Beefy Boxes and Bandwidth Generously Provided by pair Networks
Think about Loose Coupling
 
PerlMonks  

comment on

( [id://3333]=superdoc: print w/replies, xml ) Need Help??
For some spreadsheets this can take almost a minute if they have hunreds of columns and thousands of rows and dozens of sheets. When I have thousands of documents, ...

Corion already has you well covered on your specific API question, so let me instead go off on a slightly tangential algorithmics discussion to maybe get you thinking out of the box (cell?) on this one:

While you may well be able to effect some (possibly significant) linear improvements to such a search, that's all you'll ever be able to do under your current algorithm. Consider that your algorithm is proportional to cols*rows*sheets*files*avg(length(cell)), which, given your numbers (above) conservatively puts the number of comparisons into the hundreds of billions. "Proportional to" implies the rather large constant (or maybe even worse?) overhead hidden in $Sheet->Cells($row, $col)->Value. I am surprised it runs as quickly as it does.
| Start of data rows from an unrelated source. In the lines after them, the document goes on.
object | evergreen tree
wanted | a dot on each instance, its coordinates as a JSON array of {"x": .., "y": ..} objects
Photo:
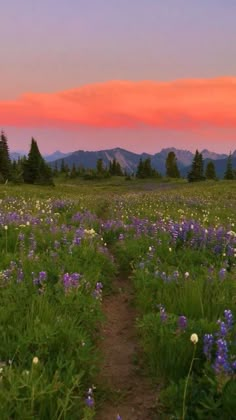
[
  {"x": 147, "y": 168},
  {"x": 210, "y": 170},
  {"x": 73, "y": 173},
  {"x": 140, "y": 169},
  {"x": 229, "y": 174},
  {"x": 197, "y": 170},
  {"x": 62, "y": 169},
  {"x": 55, "y": 170},
  {"x": 5, "y": 162},
  {"x": 99, "y": 167},
  {"x": 172, "y": 169},
  {"x": 119, "y": 171},
  {"x": 36, "y": 171}
]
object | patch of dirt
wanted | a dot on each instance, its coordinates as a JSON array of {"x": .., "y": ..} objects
[{"x": 134, "y": 395}]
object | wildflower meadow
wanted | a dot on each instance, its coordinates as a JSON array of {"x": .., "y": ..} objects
[{"x": 61, "y": 249}]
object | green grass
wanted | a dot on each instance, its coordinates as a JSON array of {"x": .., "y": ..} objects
[{"x": 40, "y": 233}]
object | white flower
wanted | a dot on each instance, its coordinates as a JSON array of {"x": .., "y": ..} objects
[
  {"x": 231, "y": 233},
  {"x": 194, "y": 338}
]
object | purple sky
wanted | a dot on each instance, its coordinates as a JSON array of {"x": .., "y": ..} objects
[{"x": 56, "y": 45}]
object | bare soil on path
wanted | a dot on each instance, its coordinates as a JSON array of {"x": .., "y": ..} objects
[{"x": 131, "y": 394}]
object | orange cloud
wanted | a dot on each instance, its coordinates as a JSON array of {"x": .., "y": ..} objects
[{"x": 181, "y": 104}]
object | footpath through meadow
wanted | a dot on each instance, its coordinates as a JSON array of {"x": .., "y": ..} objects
[{"x": 131, "y": 394}]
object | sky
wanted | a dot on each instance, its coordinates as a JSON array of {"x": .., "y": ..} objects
[{"x": 138, "y": 74}]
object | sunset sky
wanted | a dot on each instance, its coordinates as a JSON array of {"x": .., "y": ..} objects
[{"x": 138, "y": 74}]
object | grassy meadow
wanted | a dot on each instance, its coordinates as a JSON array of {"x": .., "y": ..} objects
[{"x": 61, "y": 247}]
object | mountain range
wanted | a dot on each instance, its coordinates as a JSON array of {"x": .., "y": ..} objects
[{"x": 129, "y": 160}]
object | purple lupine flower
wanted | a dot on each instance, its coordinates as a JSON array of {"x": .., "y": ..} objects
[
  {"x": 233, "y": 366},
  {"x": 21, "y": 236},
  {"x": 228, "y": 318},
  {"x": 42, "y": 276},
  {"x": 89, "y": 401},
  {"x": 208, "y": 341},
  {"x": 221, "y": 363},
  {"x": 163, "y": 314},
  {"x": 182, "y": 322},
  {"x": 222, "y": 273},
  {"x": 97, "y": 293},
  {"x": 20, "y": 275},
  {"x": 223, "y": 330},
  {"x": 71, "y": 280}
]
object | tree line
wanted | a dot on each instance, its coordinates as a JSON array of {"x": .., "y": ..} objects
[
  {"x": 34, "y": 170},
  {"x": 31, "y": 169}
]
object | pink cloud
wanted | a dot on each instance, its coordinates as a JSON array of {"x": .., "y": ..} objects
[{"x": 197, "y": 104}]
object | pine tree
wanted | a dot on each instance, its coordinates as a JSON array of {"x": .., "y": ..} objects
[
  {"x": 119, "y": 171},
  {"x": 140, "y": 169},
  {"x": 73, "y": 173},
  {"x": 229, "y": 173},
  {"x": 197, "y": 170},
  {"x": 210, "y": 170},
  {"x": 36, "y": 171},
  {"x": 99, "y": 167},
  {"x": 62, "y": 169},
  {"x": 5, "y": 162},
  {"x": 147, "y": 168},
  {"x": 172, "y": 169}
]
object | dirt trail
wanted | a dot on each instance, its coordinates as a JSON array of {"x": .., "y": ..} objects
[{"x": 134, "y": 397}]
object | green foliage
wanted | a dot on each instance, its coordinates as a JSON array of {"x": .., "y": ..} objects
[
  {"x": 36, "y": 171},
  {"x": 197, "y": 170},
  {"x": 5, "y": 163},
  {"x": 145, "y": 170},
  {"x": 210, "y": 172},
  {"x": 229, "y": 173},
  {"x": 172, "y": 169}
]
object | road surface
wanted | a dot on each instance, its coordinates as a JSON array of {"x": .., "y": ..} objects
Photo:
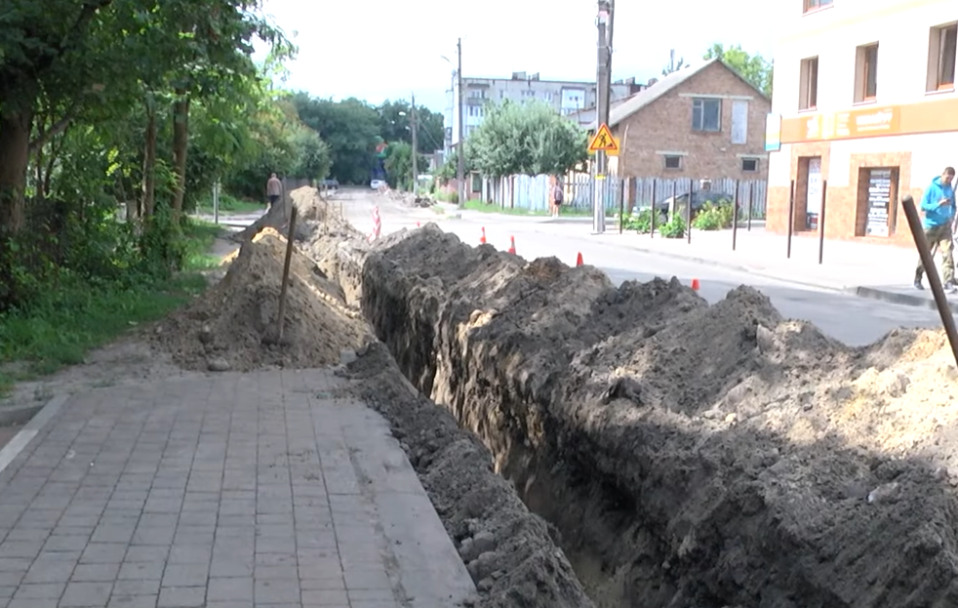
[{"x": 850, "y": 319}]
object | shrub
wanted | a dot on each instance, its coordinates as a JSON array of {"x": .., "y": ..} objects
[{"x": 674, "y": 228}]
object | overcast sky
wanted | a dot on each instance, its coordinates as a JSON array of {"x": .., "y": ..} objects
[{"x": 389, "y": 49}]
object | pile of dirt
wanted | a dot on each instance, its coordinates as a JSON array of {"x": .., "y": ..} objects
[
  {"x": 234, "y": 325},
  {"x": 509, "y": 551},
  {"x": 691, "y": 455}
]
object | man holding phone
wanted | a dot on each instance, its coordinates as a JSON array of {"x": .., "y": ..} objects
[{"x": 938, "y": 204}]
In other words, it would really help to know what sort of larger task this Excel reading problem fits into. Looking at all of the factors in the complexity, are there any you can optimize away? For example, maybe you're scanning all of the columns but only using a few. Two orders of magnitude right there, if you can identify those columns before processing the whole file (headers? Pattern match the first few rows?). Or (and this is the part I'm personally struggling to find a rationale for), how are thousands of hundreds-of-columns, dozens-of-sheets Excel files ever the best storage solution? Is the information relational (SQL)? Unfortunately at this point, the cost of translating the Excel files to a more efficient format is probably at least as bad as what you're trying to do, so it may not be a win unless you (ever!) need to run your algorithm more than once. However, if you can automate a .csv export from whatever program created these files in the first place (assuming you didn't pay for three calendar centuries of data entry), that might be a significant improvement.1

As you're already looking to optimize performance, I reckon there's a decent chance you'll need to do this operation more than once. If so, there may be efficiencies you can build in, such as indexing, only re-processing changed files, etc., to eliminate a lot of that penalty. This sort of task might lend itself quite well to parallel processing, even on a single machine. Benchmarking strongly recommended, obviously.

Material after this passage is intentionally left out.